Let’s continue with my series of adding soft cost financing to any equipment financing or equipment leasing deal you engage in. This time we’ll talk about financing delivery and setup, and touch on taxes as well.
Delivery is pretty straightforward. Most companies who sell equipment won’t pay for delivery. Some will send it via carrier (UPS or freight for larger items and machinery), and others might deliver it themselves for a fee. Either way, the customer typically pays for delivery, which can be a bummer if you have to pay it out of pocket.
Setup is another story altogether, and could make a big difference in your purchase. Take, for example, complicated machinery, networked computer systems, point of sale systems, etc. – they typically need expert setup. Or even something simple like office furniture – replacing everyone’s desk and chair is a pretty big job. Plus, who removes the old stuff?
There’s also the complication of pricing. Many companies, in an effort to have a lower up-front price, will not include setup in the listed price, choosing to instead make it an option. I’ve seen this happen even on equipment that clearly needs expert setup and calibration, like advanced medical equipment and similar. The seller knows 9 out of 10 buyers require setup, but offering it as an add-on keeps the listed price lower.

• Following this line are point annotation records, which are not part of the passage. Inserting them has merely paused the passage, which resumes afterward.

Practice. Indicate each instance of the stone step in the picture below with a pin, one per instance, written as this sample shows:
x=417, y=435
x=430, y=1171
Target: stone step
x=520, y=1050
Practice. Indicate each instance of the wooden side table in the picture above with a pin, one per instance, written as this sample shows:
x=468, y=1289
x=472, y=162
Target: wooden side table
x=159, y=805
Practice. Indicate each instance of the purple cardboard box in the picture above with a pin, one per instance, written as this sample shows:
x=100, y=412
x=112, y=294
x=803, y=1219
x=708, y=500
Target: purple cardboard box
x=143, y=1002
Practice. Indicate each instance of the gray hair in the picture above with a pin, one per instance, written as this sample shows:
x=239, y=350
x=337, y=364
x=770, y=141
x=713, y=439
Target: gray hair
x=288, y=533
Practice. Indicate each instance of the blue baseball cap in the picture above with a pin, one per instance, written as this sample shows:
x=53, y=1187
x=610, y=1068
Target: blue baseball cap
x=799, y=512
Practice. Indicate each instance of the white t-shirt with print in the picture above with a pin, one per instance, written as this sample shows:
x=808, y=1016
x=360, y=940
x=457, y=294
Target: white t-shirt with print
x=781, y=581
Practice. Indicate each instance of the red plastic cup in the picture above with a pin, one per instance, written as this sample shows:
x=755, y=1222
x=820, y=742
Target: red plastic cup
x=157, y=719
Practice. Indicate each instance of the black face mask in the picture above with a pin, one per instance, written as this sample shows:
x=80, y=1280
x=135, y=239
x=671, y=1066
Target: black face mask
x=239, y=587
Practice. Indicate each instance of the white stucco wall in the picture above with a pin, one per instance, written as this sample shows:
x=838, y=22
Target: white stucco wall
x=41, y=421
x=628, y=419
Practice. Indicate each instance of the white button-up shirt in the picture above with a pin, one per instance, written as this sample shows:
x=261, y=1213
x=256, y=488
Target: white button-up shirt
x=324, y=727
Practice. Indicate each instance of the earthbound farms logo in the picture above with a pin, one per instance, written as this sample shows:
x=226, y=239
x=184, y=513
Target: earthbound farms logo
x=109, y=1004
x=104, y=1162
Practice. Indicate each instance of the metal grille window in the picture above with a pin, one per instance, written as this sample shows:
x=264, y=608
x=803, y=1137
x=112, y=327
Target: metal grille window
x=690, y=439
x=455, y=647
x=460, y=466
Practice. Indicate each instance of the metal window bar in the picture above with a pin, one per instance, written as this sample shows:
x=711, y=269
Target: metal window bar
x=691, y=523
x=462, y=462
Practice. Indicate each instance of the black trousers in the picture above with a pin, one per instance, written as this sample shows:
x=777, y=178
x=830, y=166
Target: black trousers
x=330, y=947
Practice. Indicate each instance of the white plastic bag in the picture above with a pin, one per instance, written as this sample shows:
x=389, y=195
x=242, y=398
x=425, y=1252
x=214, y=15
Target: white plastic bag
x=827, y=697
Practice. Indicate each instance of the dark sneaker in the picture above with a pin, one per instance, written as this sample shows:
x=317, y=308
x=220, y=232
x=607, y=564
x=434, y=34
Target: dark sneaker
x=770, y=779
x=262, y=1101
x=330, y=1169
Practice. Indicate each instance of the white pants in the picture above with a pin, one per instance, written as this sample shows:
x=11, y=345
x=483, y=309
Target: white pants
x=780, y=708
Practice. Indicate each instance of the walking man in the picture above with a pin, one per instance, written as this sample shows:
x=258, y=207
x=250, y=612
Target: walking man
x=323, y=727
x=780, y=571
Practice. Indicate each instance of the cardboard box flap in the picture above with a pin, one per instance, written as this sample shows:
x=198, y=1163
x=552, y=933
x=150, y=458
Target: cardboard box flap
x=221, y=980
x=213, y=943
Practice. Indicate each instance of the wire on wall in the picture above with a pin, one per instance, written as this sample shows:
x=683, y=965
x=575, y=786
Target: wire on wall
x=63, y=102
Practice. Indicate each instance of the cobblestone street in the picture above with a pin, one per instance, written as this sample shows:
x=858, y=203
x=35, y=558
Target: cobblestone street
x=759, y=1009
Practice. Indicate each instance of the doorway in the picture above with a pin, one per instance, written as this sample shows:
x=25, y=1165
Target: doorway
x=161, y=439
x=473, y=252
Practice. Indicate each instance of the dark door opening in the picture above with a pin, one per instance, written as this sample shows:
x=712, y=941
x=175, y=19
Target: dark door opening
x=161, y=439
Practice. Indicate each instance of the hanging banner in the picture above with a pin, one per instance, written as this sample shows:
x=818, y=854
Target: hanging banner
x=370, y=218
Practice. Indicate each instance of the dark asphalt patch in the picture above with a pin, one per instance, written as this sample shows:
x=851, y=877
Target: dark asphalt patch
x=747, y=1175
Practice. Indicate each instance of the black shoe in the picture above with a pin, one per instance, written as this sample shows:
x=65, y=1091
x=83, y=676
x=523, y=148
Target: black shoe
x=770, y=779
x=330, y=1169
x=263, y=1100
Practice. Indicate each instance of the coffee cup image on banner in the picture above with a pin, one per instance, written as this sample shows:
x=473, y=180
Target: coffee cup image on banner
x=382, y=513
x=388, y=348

This can be a problem if you work with a lender who does not finance soft costs. You think you’re financing everything, but then the added costs of delivery and setup come in. If your lender won’t finance the delivery and setup, you need to pay out of pocket, which sometimes make people wonder “well, why offer financing in the first place if you won’t finance it all?” Why indeed…
Let’s also discuss the ever-popular taxes. Tax is almost never included in any equipment finance deal, right? Well, they would be if you worked with a good equipment finance company – they’ll happily finance the tax as well.
If you work with a good equipment financing company, everything can be financed – delivery, maintenance agreements, taxes, training… you can finance all of the soft costs, and really hit the ground running. Your new equipment will be delivered, setup, your people will be trained on it, you’ll have a maintenance agreement, and you financed the tax as well. That’s a lot of “wins” for one financing deal. Oh, and you can probably take a Section 179 deduction too (you knew I couldn’t leave that out).